New Family visa rulings in the UK

My visa people back in london have told me savings do count fully (over £16k) so if you are self-employed/unemployed and can't count earnings at all, you will need:

2.5 years (period of time initial spouse visa for) x £18,500
plus £16,000 (the ignored amount)
Total = £62,250

In their initial guidelines published last month, it wasn't even clear that savings alone would be valid and there HAD to be a job/earnings.

So no worries at all if you have £62k rolling around. :D Oh, and that has to have been in your account for at least six months before application.

All the noises I'm hearing are that a lot of this stuff will get struck down in court, but that might be months and months away, possibly longer.
 
I read the original OP with horror.
I will be marrying my Argentine fiance in March and our long term plans are to live in the UK.
I'm talking 3 to 4 years from now due to family circumstances, but at least for-warned is for-armed.
Thanks for bringing this up.
 
interesting that on a minimum wage (£6.08 - the main rate for workers aged 21 and over), working 40 hours a week, 52 weeks a year (no sick leave or holidays etc etc) you can only earn £12,646.40 in a year.... You need to earn at least £9 an hour to just scape over the threshold.

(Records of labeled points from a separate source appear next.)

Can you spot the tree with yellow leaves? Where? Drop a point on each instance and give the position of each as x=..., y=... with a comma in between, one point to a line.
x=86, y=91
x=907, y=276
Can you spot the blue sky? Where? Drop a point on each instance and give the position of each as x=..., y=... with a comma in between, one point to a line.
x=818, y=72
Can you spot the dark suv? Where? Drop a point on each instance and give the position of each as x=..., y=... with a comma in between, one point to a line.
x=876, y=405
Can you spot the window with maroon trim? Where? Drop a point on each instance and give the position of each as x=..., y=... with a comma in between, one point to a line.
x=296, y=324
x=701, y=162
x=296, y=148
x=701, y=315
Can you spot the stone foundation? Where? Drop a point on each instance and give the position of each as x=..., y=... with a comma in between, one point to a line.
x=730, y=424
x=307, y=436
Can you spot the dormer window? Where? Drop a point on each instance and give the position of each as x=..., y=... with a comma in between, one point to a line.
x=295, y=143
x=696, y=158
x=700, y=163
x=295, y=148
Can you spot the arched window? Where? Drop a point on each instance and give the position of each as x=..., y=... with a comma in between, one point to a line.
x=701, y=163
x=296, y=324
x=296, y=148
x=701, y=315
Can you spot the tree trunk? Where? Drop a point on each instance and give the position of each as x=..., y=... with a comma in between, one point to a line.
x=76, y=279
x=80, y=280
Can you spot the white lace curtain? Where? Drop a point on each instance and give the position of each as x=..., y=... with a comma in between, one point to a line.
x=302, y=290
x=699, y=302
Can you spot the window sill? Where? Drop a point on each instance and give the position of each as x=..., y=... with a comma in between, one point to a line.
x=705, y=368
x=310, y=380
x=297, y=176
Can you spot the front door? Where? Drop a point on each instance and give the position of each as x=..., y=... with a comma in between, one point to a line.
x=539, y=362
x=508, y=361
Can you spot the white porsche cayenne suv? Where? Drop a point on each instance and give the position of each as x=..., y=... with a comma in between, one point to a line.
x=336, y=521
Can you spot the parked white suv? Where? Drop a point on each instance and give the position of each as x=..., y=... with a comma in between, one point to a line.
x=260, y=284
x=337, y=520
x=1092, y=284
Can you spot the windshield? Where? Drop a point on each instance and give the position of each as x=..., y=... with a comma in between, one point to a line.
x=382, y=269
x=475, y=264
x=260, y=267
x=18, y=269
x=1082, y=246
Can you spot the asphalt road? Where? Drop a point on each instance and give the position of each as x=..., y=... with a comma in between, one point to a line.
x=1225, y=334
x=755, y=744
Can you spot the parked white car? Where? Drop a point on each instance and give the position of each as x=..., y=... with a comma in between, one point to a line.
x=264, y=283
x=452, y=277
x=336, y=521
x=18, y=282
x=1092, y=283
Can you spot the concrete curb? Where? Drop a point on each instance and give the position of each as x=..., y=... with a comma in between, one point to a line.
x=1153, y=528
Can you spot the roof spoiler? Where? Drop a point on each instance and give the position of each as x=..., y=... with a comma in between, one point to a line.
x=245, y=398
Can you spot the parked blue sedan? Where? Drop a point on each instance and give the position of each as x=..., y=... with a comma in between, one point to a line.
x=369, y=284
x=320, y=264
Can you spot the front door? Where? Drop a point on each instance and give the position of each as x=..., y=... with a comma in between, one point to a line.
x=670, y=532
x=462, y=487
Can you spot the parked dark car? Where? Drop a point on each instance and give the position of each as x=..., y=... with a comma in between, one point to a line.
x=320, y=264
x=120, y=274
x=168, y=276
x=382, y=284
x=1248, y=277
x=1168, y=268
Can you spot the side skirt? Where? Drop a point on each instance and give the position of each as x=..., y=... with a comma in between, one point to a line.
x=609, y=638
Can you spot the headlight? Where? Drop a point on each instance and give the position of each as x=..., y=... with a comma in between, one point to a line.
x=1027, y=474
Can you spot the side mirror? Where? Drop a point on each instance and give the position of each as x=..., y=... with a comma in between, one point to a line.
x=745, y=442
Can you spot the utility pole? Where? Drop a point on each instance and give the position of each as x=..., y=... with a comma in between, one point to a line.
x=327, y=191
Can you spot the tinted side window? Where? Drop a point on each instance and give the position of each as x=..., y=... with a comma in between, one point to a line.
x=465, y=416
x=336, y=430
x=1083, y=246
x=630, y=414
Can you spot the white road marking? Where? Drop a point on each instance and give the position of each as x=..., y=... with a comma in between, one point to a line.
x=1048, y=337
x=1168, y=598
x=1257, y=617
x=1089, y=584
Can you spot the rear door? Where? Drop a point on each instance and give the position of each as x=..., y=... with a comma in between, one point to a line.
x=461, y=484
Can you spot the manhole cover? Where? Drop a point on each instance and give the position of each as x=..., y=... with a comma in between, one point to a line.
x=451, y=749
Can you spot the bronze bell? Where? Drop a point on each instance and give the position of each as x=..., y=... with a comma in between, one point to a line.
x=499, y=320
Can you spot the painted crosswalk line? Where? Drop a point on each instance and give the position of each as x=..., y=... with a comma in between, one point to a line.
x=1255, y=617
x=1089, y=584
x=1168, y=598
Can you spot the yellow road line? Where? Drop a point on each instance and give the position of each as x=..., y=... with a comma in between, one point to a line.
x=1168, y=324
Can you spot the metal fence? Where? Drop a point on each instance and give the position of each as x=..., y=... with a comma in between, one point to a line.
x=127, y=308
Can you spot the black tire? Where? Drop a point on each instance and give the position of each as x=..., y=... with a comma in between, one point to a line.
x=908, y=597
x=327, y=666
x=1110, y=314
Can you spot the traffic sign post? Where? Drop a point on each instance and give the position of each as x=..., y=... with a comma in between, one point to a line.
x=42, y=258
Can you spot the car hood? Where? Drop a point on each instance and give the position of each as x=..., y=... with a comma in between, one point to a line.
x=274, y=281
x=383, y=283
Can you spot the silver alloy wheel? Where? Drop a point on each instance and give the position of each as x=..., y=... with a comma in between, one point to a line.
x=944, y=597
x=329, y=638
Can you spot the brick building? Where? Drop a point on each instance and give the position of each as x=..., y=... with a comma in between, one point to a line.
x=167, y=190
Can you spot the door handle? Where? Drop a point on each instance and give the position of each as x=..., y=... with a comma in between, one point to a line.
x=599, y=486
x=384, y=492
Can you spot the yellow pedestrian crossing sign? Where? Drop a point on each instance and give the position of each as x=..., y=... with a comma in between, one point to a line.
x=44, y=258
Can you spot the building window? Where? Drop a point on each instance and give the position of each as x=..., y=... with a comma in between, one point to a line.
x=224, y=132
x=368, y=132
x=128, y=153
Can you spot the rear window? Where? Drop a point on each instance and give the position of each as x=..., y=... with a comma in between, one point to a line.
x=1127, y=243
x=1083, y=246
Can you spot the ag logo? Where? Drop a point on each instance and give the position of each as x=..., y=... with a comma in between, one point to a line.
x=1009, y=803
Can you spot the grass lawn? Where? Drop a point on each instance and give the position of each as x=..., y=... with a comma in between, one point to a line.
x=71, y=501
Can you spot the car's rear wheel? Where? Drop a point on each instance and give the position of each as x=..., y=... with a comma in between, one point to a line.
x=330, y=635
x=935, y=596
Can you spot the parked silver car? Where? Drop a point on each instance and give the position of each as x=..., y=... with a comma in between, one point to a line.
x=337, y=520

Utter madness.. this alone should be a point of contest.
 
Has Teresa May's bill actually been overturned?
I'm a little confused as to the current situation right now.
I'm assuming, rightly or wrongly that the probation period still goes to five years, but the income requirements have been overruled.
Am I correct?
 
walkingtwig said:
interesting that on a minimum wage (£6.08 - the main rate for workers aged 21 and over), working 40 hours a week, 52 weeks a year (no sick leave or holidays etc etc) you can only earn £12,646.40 in a year.... You need to earn at least £9 an hour to just scape over the threshold. Utter madness.. this alone should be a point of contest.

this is where I see it falling down in the courts. For JSA, the govt. themselves state that far less is required to "support a couple" (of course, low balling those figures suits the state in that case because it means they have to pay less out) so it's a bit rich (pun intended!) them saying "you only need this amount to survive" to a couple seeking JSA then saying to family visa applicants "oh really, you need far more".
 
jp said:

yes, that looks bad for them. With a working majority in the Commons though, there's no reason why they can't do the required and take it through parliament although my guess is they'll need to shift on the earnings/savings requirement.

JSA for couples is £5800 per year:

http://www.direct.gov.uk/prod_consu...@dg/@en/documents/digitalasset/dg_200090.html

why are they asking for more than triple this?

I think even £10k would be more realistic amount, and forget the ignored £16k too.
 
I am very sorry to hear this Ashley and to any others that are affected.

What an embarassment. How about focussing their efforts on overstayed visas, illegal border crossings etc etc. I read a statistica few months back which estimated there was somewhere around 60,000 overstays in Australia, can imagine that number is heaps higher in the UK.

I am not all across the existing partner visa process in the UK, but assuming it is similar to Australias, which has a very robust process where you must prove the genuinity of a (minimum) defacto relationship over 12 months, surely that kind of process would catch out most of those trying to cheat the system?
 
the real problem is the EU because they have little or no control over that, so have decided to go uber crazy on all the non-EU stuff as that plays well in the press. Even Labour admitted very recently they made a huge mistake in 2004 allowing unfettered immigration from poland/romania even though most other EU countries put some level on restriction on those nations. Think a million poles and half a million romanians came in the years after 2004.

here's the labour apology story:

http://www.bbc.co.uk/news/uk-politics-18539472

He said Gordon Brown and Tony Blair should not have allowed uncontrolled immigration from new EU states in 2004.


In 2004, the government allowed free migration to the UK for workers from EU accession states including Poland, Hungary and the Czech Republic.


But its estimates that only about 13,000 people a year would come to the country were soon proved wrong, with a peak net migration figure, from the EU and elsewhere, of 252,000 in 2010.

I was also told that UKBA reject a lot of applications even knowing they'll go through on appeal because the figures that get released to the press are the initial figures, not the ultimately accepted on appeal figures.